Cambiare i loghi sta cambiando il calcio
Il calcio sta diventando un’industria, perderà la sua anima nel processo?
08 Aprile 2022
Recentemente grazie ad un post circolato molto su Twitter riguardo il rebranding di varie società di calcio europee che hanno scelto la strada del minimalismo nel trasformare i loro loghi, molti si sono interrogati sul dove porterà infine quella strada. Se questa aziendalizzazione delle squadre, perpetrata negli ultimi anni in modo sempre più schematico - seguendo gli stessi rigidi bordi che delimitano i nuovi crest - possa avere come risultato quello di strozzare la tradizione e la passione che da sempre ha animato il calcio, quella che spiritualmente viene definita l’anima del gioco.
Football is losing its soul pic.twitter.com/vPa0yiq2te
— dan (@hardmandesign) March 26, 2022
Una domanda che periodicamente torna ad affacciarsi, sospesa in una tensione tra nostalgia e fatturato, alla quale è difficile rispondere con una soluzione semplice. Da un lato l’attrazione verso un passato idealizzato, fatto di ricordi fanciulleschi e leggeri, e la necessità di innovare costantemente per mantenere il passo con il resto dei campionati e delle squadre. In mezzo ci sono i loghi delle squadre, i simboli designati a mantenere vivo il rapporto con la tradizione ed allo stesso tempo essere la porta principale per i nuovi arrivati.

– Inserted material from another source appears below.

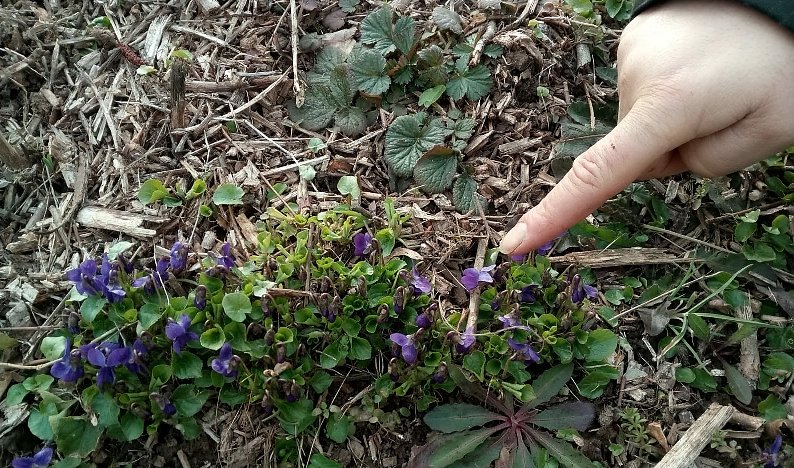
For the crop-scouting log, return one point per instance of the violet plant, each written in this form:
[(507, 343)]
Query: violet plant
[(151, 341)]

Dagli albori del calcio organizzato, le squadre hanno sempre inserito nei propri stemmi delle forme, dei colori e degli elementi che fortificavano il rapporto tra la società e la città o luogo di provenienza. Un rapporto che ha alimentato l’amore per il calcio giocato, che in molte occasioni ha tracimato il semplice fascino di 22 uomini che corrono dietro ad un pallone, e che tocca le corde più intime dell’appartenenza e del senso di comunità. È quindi facile immaginare come ogni alterazione agli stemmi originali sia visto da molti come una bastardizzazione di quei valori, una diluizione del senso iniziale che ha portato alla fondazione del club.

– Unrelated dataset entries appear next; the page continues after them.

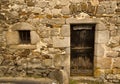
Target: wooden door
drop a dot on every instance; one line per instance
(82, 49)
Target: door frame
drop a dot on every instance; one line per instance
(71, 30)
(100, 27)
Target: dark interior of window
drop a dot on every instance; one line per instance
(82, 49)
(24, 36)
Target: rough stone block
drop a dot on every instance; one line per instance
(112, 54)
(55, 31)
(98, 72)
(116, 71)
(65, 10)
(102, 36)
(61, 41)
(100, 26)
(116, 63)
(114, 41)
(99, 50)
(103, 62)
(47, 62)
(34, 37)
(56, 11)
(65, 31)
(12, 37)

Allo stesso tempo il calcio non può rimanere cristallizzato in un presente eterno, e come tutto deve costantemente aggiornarsi per rimanere al passo con i tempi. In particolare la necessità di affrontare un mondo sempre più globalizzato nel quale i club sono diventati grossi conglomerati più vicini alla finanza che allo sport giocato, rimuovendo quel rapporto che è stato alla base della costruzione di tali club. E tale rivoluzione è raccontata dalle continue modifiche apportate ai crest, una linea evolutiva sulla quale è possibile leggere le epoche, le mode e i trend negli ultimi cento anni di design. L’ultima di esse è sicuramente quella che va verso un minimalismo di stampo aziendale, con loghi vettoriali più adatti ad essere inseriti su una brochure pubblicitaria piuttosto che ad istoriare delle maglie da gioco.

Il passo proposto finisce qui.